The rest of the vow is a showing of how this amazing idea of uprooting the illusions that plague us can take place, and so we move on to the rest of the vow taken in all at once.

Dharma gates beyond measure I vow to penetrate 

The way of the Buddha I vow to attain
Beings are numberless; I vow to awaken with them. “

The teaching is so vast that I could never point at it directly but I vow to learn.
The way of the Enlightened One I vow to live
Life is numberless; I vow to awaken it within all things.

The Dharma now spans countless schools of thought, generations and now cultural divides. I have heard that American Buddhism is not “Buddhism” but only Eastern is. That is just simply not the case and we learn the Teaching (the Dharma) in our own contexts and our own vocabularies.

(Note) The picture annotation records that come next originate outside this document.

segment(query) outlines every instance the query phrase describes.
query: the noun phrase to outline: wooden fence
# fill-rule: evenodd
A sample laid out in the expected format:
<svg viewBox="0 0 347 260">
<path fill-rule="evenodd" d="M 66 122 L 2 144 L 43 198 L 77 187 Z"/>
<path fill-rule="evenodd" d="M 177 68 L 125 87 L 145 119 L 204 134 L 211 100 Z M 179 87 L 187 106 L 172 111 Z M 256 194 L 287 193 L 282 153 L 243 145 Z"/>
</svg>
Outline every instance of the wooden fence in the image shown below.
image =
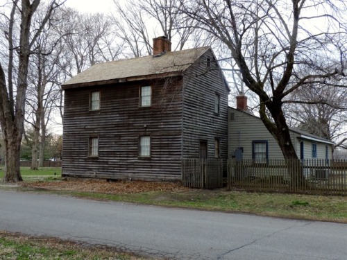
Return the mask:
<svg viewBox="0 0 347 260">
<path fill-rule="evenodd" d="M 182 184 L 189 188 L 223 187 L 223 159 L 183 159 Z"/>
<path fill-rule="evenodd" d="M 228 189 L 347 195 L 346 161 L 228 160 Z"/>
</svg>

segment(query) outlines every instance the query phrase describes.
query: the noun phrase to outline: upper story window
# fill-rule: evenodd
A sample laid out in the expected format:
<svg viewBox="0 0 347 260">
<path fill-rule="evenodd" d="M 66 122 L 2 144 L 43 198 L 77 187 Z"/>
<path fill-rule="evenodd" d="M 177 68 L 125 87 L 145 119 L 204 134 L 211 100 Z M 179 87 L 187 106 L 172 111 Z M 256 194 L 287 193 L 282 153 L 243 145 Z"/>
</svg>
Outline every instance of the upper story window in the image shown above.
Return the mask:
<svg viewBox="0 0 347 260">
<path fill-rule="evenodd" d="M 221 98 L 218 94 L 214 95 L 214 113 L 219 114 L 219 107 L 221 103 Z"/>
<path fill-rule="evenodd" d="M 211 58 L 206 58 L 206 68 L 210 69 L 211 67 Z"/>
<path fill-rule="evenodd" d="M 266 162 L 269 159 L 267 141 L 252 141 L 252 157 L 255 162 Z"/>
<path fill-rule="evenodd" d="M 148 135 L 139 137 L 139 156 L 151 156 L 151 137 Z"/>
<path fill-rule="evenodd" d="M 221 157 L 221 141 L 219 138 L 214 139 L 214 157 L 219 158 Z"/>
<path fill-rule="evenodd" d="M 89 138 L 89 156 L 98 156 L 99 155 L 99 137 L 90 137 Z"/>
<path fill-rule="evenodd" d="M 139 90 L 139 106 L 149 107 L 151 105 L 152 89 L 151 86 L 141 87 Z"/>
<path fill-rule="evenodd" d="M 317 157 L 317 145 L 312 144 L 312 158 Z"/>
<path fill-rule="evenodd" d="M 100 92 L 92 92 L 90 93 L 90 110 L 100 110 Z"/>
</svg>

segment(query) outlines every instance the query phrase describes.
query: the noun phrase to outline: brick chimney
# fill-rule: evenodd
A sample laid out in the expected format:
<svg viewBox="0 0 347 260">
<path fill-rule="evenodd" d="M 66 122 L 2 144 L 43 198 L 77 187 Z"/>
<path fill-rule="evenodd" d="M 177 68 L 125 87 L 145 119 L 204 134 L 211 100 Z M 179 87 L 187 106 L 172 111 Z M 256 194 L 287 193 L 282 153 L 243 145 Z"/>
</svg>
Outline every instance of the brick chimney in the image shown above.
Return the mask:
<svg viewBox="0 0 347 260">
<path fill-rule="evenodd" d="M 160 36 L 153 40 L 153 56 L 158 57 L 171 51 L 171 43 L 165 36 Z"/>
<path fill-rule="evenodd" d="M 247 111 L 247 97 L 243 92 L 239 92 L 236 96 L 236 108 L 243 111 Z"/>
</svg>

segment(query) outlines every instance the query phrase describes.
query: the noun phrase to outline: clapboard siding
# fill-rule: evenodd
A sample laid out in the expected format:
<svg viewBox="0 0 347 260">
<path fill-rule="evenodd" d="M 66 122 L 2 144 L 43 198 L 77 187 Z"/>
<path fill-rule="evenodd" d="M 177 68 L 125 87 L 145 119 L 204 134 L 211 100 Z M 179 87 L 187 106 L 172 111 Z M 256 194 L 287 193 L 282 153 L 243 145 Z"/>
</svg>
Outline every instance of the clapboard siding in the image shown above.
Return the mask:
<svg viewBox="0 0 347 260">
<path fill-rule="evenodd" d="M 185 158 L 198 158 L 200 141 L 208 142 L 208 157 L 214 157 L 214 139 L 220 140 L 221 158 L 227 158 L 228 90 L 218 64 L 206 67 L 206 52 L 186 71 L 183 89 L 183 146 Z M 220 96 L 220 112 L 214 113 L 214 96 Z"/>
<path fill-rule="evenodd" d="M 176 76 L 65 87 L 62 175 L 179 180 L 182 159 L 198 158 L 201 140 L 208 142 L 208 157 L 214 157 L 216 138 L 221 157 L 226 159 L 228 88 L 217 63 L 206 71 L 206 58 L 214 57 L 205 50 Z M 139 89 L 144 85 L 152 87 L 152 105 L 139 107 Z M 100 92 L 99 111 L 89 111 L 92 91 Z M 216 94 L 219 114 L 214 113 Z M 151 136 L 150 158 L 138 156 L 141 135 Z M 97 157 L 88 157 L 91 136 L 99 137 Z"/>
<path fill-rule="evenodd" d="M 152 87 L 152 105 L 139 107 L 139 88 Z M 182 148 L 181 80 L 163 90 L 164 80 L 65 90 L 64 175 L 110 179 L 179 180 Z M 89 111 L 90 92 L 101 93 L 101 109 Z M 88 157 L 90 136 L 99 157 Z M 139 137 L 150 135 L 151 158 L 138 157 Z"/>
</svg>

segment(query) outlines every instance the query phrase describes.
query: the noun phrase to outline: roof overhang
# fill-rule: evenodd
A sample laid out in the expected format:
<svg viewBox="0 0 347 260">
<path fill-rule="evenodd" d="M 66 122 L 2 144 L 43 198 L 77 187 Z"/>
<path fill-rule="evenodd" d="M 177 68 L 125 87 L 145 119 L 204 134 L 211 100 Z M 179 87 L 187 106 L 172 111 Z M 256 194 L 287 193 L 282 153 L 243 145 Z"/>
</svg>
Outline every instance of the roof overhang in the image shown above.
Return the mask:
<svg viewBox="0 0 347 260">
<path fill-rule="evenodd" d="M 317 143 L 323 143 L 323 144 L 331 144 L 331 145 L 335 144 L 334 142 L 330 141 L 329 140 L 319 139 L 314 138 L 312 137 L 309 137 L 309 136 L 305 135 L 301 135 L 298 137 L 303 139 L 306 139 L 306 140 L 316 141 Z"/>
<path fill-rule="evenodd" d="M 183 71 L 172 71 L 160 74 L 144 75 L 139 76 L 137 76 L 136 77 L 114 78 L 106 80 L 92 81 L 92 82 L 86 82 L 82 83 L 77 83 L 77 84 L 62 84 L 62 89 L 76 89 L 80 87 L 94 87 L 94 86 L 100 86 L 105 85 L 114 85 L 114 84 L 139 81 L 139 80 L 158 80 L 158 78 L 176 77 L 180 76 L 183 76 Z"/>
</svg>

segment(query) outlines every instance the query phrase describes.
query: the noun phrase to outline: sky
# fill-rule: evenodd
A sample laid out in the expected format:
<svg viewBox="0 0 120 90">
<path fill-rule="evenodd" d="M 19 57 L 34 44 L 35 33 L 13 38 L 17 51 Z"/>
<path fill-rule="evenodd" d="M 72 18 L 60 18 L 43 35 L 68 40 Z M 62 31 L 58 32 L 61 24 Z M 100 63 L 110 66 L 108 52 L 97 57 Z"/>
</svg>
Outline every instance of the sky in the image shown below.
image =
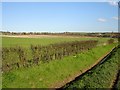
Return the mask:
<svg viewBox="0 0 120 90">
<path fill-rule="evenodd" d="M 2 31 L 118 32 L 115 2 L 2 2 Z"/>
</svg>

A Chinese Zen practitioner can look south and see the wisdom of Esoteric Buddhism who can also look south and see the wisdom of Theravada teaching. A Theravada Buddhist can look to another faith tradition and see teaching there. There is so much wisdom in the world that the Buddhist vows to access. To study the texts can get us so far but I believe that right action (a point on the Eight Fold Path) can help us penetrate the Teaching. A monk begs for food and then teaches. A student listens and then begins his/her own school of thought that also acts. We build homes for those who are in need of homes, both by teaching and by physical labor. The teaching can never be just written texts but also ethical experience.

With our realization that we are already Buddhas, each and every single one of us we vow to live the life as such. What are the Buddhas through the ages? One can look at a list of thousands of individuals who are the Bodhisattvas and see what they represent:

The list goes on

And on

And on.

The Buddha in this case can, of course, be Gautama Buddha but it does not have to be. The door is open for the practitioner to listen to oneself and see which of the Bodhisattvas impacts his/her own life the most and then begin to meditate, begin to act.

We return to the statement of the difficulty of this vow and the importance of it as well. Yet we do not wait here in the last statement of the vow but we grow just as we see those around us grow. We are constantly changing and with the change that is universally shared we continue on our paths of the rest of the vow by action, meditation, and the rest of the list of right actions, views, thoughts, etc.
This vow is central “non-negotiable” in that to separate action and spiritual growth would be an illusion. We, as Buddhists, cannot sit blindly as the world continues to be polluted by molten metal and even more dangerous than that, the melting of our own hearts. We simply do not have the time for that. We work as hard as we can to aid this world and that is the most simple of all Teachings, it is the most central of all Teachings and is “the most important vow one can take.”